El espíritu propio y el Espíritu de Dios

El Evangelio nos muestra a Jesús enseñando en la sinagoga de Cafarnaúm. Todos se quedaban asombrados porque su palabra estaba llena de autoridad. Y allí había un hombre poseído por un espíritu inmundo que comenzó a gritar: «¿Qué tenemos que ver nosotros contigo, Jesús Nazareno? ¿Has venido a acabar con nosotros?» Jesús lo increpó: «Cállate y sal de él». Y el demonio salió sin hacerle daño (Lc 4,31-37).

¿Cuántas veces no hemos sentido también nosotros una especie de rebelión interior? Vemos algo que Dios nos pide, la conciencia nos marca cómo debemos actuar con una persona o en una situación concreta, y por dentro aparece ese grito: «¿Qué tengo que ver yo con esto?»

No quiere decir que tengamos un espíritu inmundo, evidentemente. Pero sí tenemos algo que combatir: el espíritu propio.

San Agustín tiene una frase muy buena: «Los que se despojaren del espíritu propio, se verán revestidos del espíritu de Dios» (Enarrationes in Psalmos, 103). 

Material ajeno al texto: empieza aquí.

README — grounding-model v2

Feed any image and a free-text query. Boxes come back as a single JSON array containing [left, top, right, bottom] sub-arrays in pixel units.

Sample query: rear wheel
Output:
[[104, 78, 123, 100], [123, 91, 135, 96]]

1. Cuando manda el espíritu propio

Pensemos: ¿cuándo fue la última vez que reconocimos que habíamos obrado mal por seguir demasiado nuestro juicio propio, por terquedad, por estar empecinados en nuestra manera de ver las cosas?

Uno se cierra, insiste, pelea por su posición y al final las cosas terminan mal. Y después uno se queda triste.

San Pablo dice en la primera lectura: «El hombre natural no acepta las cosas del Espíritu de Dios, pues para él son una insensatez, y no puede entenderlas, porque sólo espiritualmente pueden ser juzgadas» (1 Cor 2,14).

Ese «hombre natural» no es necesariamente una persona entregada a grandes vicios. Puede ser simplemente el hombre que vive según sus solas fuerzas naturales, sin dejarse elevar y conducir por la vida sobrenatural de la fe.

Por eso, si uno descuida la vida sobrenatural, si no reza por la mañana y por la noche, si no visita al Santísimo, si no alimenta la fe, cuando Dios le pida algo que contradiga su propio juicio, fácilmente aparecerá la rebelión interior.

2. «No entiendo», y entonces me rebelo

Santo Tomás, comentando este pasaje de san Pablo, explica que las realidades espirituales son juzgadas por el Espíritu Santo; pero el hombre natural, precisamente porque carece de ese principio, no puede juzgarlas adecuadamente ni comprenderlas (Super I Epistolam ad Corinthios, c. 2, lect. 3). 

Muchas veces el problema no es que a las cosas de Dios les falte verdad o inteligibilidad. Lo que falta en nosotros es el principio adecuado para juzgarlas.

Y entonces, como no entendemos, nos rebelamos.

Por eso, para dar lugar al Espíritu de Dios hay que ir sacando el espíritu propio. Y para sacar el espíritu propio hace falta humildad: reconocer que no siempre tienes razón, que las cosas no siempre van a salir como tú quieres, que tu modo de ver no es necesariamente el mejor.

Dicho sencillamente: no eres la mejor del mundo. Puede ser que te hayas equivocado y que las demás estén bien.

Cuando uno se cierra completamente en su propio juicio puede terminar creído, soberbio, insoportable. Ahí está actuando ese espíritu propio que tenemos que combatir.

3. Iluminados e inflamados por el Espíritu Santo

¿Y qué tenemos que pedir entonces?

El Espíritu Santo.

Santo Tomás dice que el hombre puede llamarse espiritual de dos maneras: por parte del entendimiento, cuando es iluminado por el Espíritu de Dios; y por parte de la voluntad, cuando es inflamado por el Espíritu de Dios. En latín dice: Spiritu Dei illustrante; Spiritu Dei inflammante (Super I Epistolam ad Corinthios, c. 2, lect. 3). 

Eso tenemos que pedir hoy: que el Espíritu Santo nos ilumine la inteligencia y nos inflame el corazón.

Que ilumine nuestra inteligencia para poder mirar las cosas como Dios las mira, y que inflame nuestro corazón en el amor de Dios para querer lo que Él quiere.

Así vamos dejando de lado el espíritu propio y dando lugar al Espíritu de Dios. No para que reine nuestro juicio, nuestro gusto o nuestra voluntad, sino para que reine la voluntad de Dios en nosotros.